BDNF cannot Prevent the Apoptotic Effect of a Constitutively Active form of cdk1 on DCRNs

To test whether BDNF could use additional mechanisms to prevent cdk1 activity, E6 retinal cells were co-electroporated with two pIRES2-EGFP vectors expressing both cyclin B1 and a constitutively active form of cdk1 in which Tyr15 has been substituted by Phe (Tyr15Phe) [32]. Then, E6 retinal cells were cultured for 20 h under neurogenic conditions in the presence of different combinations of 100 ng/ml NGF and 2 ng/ml BDNF. Overexpression of the mutated form of cdk1 was able to induce ectopic mitoses followed by cell death. The percentage of detectable mitoses after 20 h of treatment was very small (<1%), suggesting that the presence of an active form of cdk1 may accelerate the mitotic process. This notion was confirmed when G2/M transition was blocked with nocodazole, a known inhibitor of the microtubule polymerization.

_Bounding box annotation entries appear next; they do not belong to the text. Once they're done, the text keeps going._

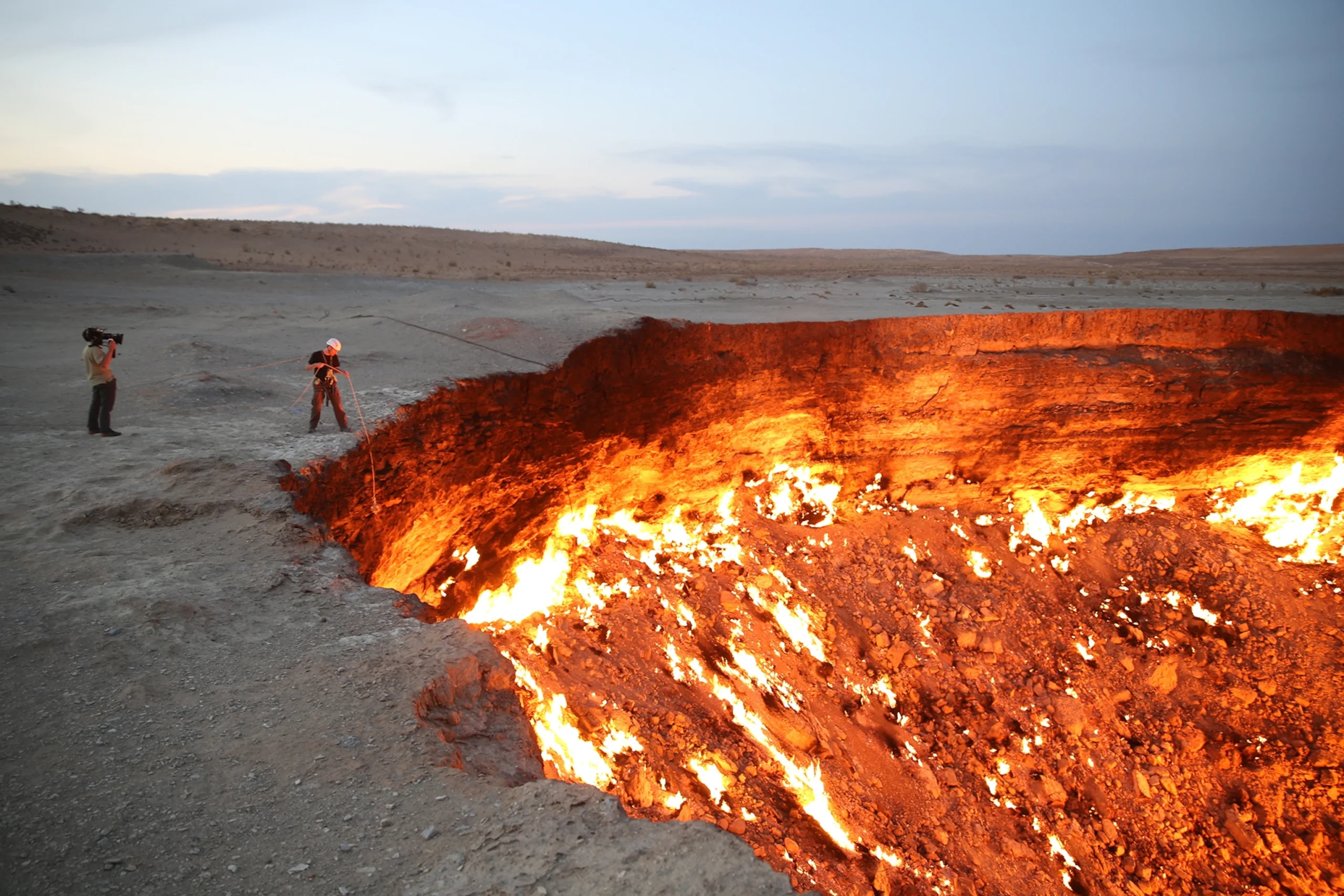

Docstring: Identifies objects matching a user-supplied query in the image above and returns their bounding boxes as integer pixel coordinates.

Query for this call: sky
[0,0,1344,254]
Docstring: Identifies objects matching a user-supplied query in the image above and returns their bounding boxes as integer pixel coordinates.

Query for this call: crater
[286,309,1344,893]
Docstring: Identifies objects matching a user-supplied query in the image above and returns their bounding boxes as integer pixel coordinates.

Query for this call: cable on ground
[344,371,377,514]
[351,314,550,368]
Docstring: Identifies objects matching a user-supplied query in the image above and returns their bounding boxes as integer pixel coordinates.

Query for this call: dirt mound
[66,498,245,529]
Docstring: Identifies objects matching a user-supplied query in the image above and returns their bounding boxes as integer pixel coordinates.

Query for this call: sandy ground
[0,254,1344,893]
[0,206,1344,286]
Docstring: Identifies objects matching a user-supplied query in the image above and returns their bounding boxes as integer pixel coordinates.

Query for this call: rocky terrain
[8,206,1344,285]
[8,243,1337,893]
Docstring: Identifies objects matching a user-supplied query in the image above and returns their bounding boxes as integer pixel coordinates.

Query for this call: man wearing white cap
[308,339,350,433]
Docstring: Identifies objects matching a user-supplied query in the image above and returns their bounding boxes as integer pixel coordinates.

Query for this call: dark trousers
[308,382,350,430]
[89,380,117,433]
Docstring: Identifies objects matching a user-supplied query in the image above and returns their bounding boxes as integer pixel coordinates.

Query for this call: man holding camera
[83,326,125,438]
[308,339,350,433]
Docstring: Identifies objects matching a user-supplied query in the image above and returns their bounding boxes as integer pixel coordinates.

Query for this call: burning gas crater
[292,312,1344,893]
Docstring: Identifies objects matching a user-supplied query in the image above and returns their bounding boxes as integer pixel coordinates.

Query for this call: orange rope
[341,371,377,514]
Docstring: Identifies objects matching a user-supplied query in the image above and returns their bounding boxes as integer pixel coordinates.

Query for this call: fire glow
[296,312,1344,893]
[438,465,1333,887]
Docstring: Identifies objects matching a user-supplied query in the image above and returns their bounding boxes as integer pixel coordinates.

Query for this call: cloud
[3,0,286,56]
[0,142,1344,254]
[364,79,457,120]
[626,142,1107,197]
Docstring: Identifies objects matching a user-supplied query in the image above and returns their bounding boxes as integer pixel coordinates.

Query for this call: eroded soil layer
[289,310,1344,893]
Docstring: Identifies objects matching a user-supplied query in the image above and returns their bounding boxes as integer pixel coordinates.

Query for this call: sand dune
[0,206,1344,282]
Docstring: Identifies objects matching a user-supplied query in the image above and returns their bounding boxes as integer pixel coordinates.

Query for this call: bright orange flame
[1207,456,1344,563]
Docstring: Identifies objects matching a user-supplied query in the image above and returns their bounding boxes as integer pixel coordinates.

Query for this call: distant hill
[0,206,1344,282]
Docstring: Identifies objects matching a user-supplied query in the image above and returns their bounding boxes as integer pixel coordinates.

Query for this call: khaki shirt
[83,345,117,385]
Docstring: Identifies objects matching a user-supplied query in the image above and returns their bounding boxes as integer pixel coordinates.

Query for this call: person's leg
[308,383,322,433]
[332,385,350,430]
[98,380,117,433]
[89,385,102,434]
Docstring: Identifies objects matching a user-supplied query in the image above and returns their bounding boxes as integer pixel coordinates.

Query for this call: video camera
[85,326,127,345]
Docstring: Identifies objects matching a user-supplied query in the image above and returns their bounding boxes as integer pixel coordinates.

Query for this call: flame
[712,681,855,853]
[747,463,840,529]
[514,663,615,788]
[443,457,1344,882]
[1046,834,1078,868]
[686,759,730,811]
[967,551,994,579]
[1205,456,1344,563]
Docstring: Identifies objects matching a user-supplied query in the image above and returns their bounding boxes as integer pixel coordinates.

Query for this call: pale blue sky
[0,0,1344,252]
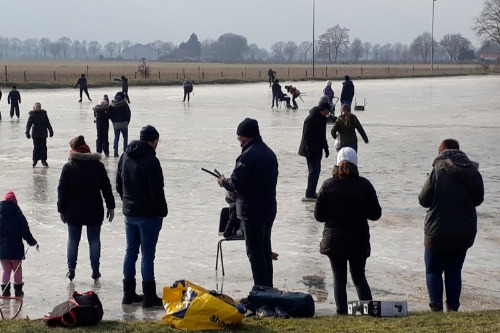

Application of 0.4 µg/ml nocodazole for 18 h resulted in the presence of phosphoHistone H3 in a significant number of DCRNs previously transfected with the mutated form of cdk1 and maintained in the presence of 100 ng/ml NGF (11 out of 110 cells analyzed), as well as low levels of apoptosis, measured as the percentage of cells showing pyknotic nuclei (2 out of 110 cells analyzed). In contrast, apoptosis was readily observed in the transfected cells cultured in the absence of nocodazole (Fig. 9). Moreover, the presence of the Tyr15Phe mutation inhibited the effect of BDNF in preventing cdk1/cyclin B1-dependent apoptosis (Fig. 9). We concluded therefore that BDNF inhibits cdk1 function specifically through phosphorylation of Tyr15.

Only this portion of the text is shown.